If your ancestors experienced poverty at some time, a not uncommon situation for many people, they may well have turned to the state for help and appear in the relevant records.

Poor relief was very different before and after the Poor Law Amendment Act of 1834. It was administered and paid for by the parish prior to this date, while following the Act, poor law unions were set up to support the poor – creating the dreaded workhouse system.

Pre-1834 records

Poor relief was dealt with at a parish level. Records might give you reasons for your ancestor’s impoverishment – perhaps old age or sickness – and the solutions applied – for example, apprenticing a child to a trade. You might discover exactly how many pairs of shoes or how many blankets were provided by the parish, and to whom; or who required a midwife or doctor, along with the names of everyone involved.

Related documents include certificates of settlement and settlement examinations, relating to the system by which an individual was entitled to relief in the parish in which they were ‘settled’; and bastardy examinations, in which the parish was keen to establish the paternity of a child who might then be compelled to provide them with financial assistance.

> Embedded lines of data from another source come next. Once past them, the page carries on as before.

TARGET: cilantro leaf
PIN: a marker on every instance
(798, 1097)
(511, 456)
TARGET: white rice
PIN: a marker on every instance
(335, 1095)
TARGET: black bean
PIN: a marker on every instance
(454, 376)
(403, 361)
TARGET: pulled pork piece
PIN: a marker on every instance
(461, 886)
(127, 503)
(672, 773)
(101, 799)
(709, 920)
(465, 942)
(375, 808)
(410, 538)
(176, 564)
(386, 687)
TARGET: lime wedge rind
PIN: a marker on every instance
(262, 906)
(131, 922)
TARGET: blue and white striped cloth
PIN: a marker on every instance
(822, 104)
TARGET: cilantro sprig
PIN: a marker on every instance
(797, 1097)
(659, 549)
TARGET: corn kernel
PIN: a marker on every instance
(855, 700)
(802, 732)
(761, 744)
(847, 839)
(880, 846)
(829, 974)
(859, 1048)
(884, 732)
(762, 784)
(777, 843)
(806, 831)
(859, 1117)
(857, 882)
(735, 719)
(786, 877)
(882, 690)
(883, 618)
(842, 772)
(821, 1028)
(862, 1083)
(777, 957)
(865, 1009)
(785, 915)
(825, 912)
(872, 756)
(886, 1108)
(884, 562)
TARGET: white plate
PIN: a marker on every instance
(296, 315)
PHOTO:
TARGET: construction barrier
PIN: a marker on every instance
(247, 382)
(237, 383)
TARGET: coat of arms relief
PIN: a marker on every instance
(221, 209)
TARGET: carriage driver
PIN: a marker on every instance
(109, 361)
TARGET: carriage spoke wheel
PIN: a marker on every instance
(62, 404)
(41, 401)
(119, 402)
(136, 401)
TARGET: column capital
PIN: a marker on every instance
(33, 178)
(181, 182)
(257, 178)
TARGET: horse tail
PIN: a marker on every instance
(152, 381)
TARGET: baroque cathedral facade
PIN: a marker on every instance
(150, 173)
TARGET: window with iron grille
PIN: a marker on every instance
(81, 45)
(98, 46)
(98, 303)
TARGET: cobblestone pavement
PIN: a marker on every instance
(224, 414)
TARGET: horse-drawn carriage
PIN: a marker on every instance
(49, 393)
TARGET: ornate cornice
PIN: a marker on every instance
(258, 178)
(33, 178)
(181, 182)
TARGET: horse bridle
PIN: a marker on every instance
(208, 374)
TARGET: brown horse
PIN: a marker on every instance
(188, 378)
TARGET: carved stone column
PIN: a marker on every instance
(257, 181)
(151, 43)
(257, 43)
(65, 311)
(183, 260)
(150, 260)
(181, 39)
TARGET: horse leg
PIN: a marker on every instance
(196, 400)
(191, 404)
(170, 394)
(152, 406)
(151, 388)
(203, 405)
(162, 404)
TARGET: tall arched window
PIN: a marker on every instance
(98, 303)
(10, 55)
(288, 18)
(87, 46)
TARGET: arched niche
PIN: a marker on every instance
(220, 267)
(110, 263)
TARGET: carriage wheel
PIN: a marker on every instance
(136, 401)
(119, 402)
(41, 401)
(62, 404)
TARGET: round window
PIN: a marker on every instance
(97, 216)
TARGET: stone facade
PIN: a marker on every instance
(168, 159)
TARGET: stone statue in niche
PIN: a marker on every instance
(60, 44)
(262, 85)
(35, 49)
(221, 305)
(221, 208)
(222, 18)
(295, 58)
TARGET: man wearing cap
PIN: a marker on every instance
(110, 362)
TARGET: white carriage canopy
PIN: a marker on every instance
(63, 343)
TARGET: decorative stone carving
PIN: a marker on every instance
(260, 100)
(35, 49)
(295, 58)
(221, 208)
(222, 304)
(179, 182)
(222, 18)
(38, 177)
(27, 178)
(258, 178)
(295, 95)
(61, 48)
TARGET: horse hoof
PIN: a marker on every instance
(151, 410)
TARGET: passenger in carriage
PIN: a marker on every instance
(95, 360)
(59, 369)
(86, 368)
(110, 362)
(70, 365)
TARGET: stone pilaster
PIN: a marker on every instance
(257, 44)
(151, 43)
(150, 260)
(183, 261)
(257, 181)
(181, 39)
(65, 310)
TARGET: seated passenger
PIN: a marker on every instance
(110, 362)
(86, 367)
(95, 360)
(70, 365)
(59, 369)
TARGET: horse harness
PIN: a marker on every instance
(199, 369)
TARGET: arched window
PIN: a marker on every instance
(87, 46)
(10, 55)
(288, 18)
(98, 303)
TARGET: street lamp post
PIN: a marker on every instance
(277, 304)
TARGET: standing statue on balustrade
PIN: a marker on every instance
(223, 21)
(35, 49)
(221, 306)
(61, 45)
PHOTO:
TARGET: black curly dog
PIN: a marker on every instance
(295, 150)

Parishioners paid poor rates to fund relief, based upon the value of the property that they owned or leased. You may find the name of your ancestor among these records, pinning them down to a particular parish at a particular time and indicating the type of property they lived in.

Where to find pre-1834 poor relief records

The accounts of churchwardens and overseers of the poor, both of whom distributed aid to those in need, should be housed in the local or county record office. Both the survival and the scope of these records varies from place to place and according to the period you are interested in.

The National Archives holds some records relating to both pre- and post-1834 poor relief.

Post-1834 records

After the amendment Act, parishes no longer provided relief to their poor, but were grouped together in ‘unions’. Each union was to build a workhouse that offered such dreadful conditions that only the desperate would seek to go there. The commission recommended that the poor should only receive help from within the workhouse, but many continued to offer ‘outdoor relief’ – especially in industrial areas.

Where to find post-1834 records

Claims for relief from unions provide a great deal of detailed information. Most poor relief and union records are held at the relevant county’s record office. A treasure trove of information about the workhouse system can be found at www.workhouses.org.uk.

 Early policing was carried out by (often unwilling) parish constables elected by the parish and may include one of your ancestors. Their records were often amalgamated with the poor records, as were others. Check all the poor records for the parish you’re interested in – you never know what you might find!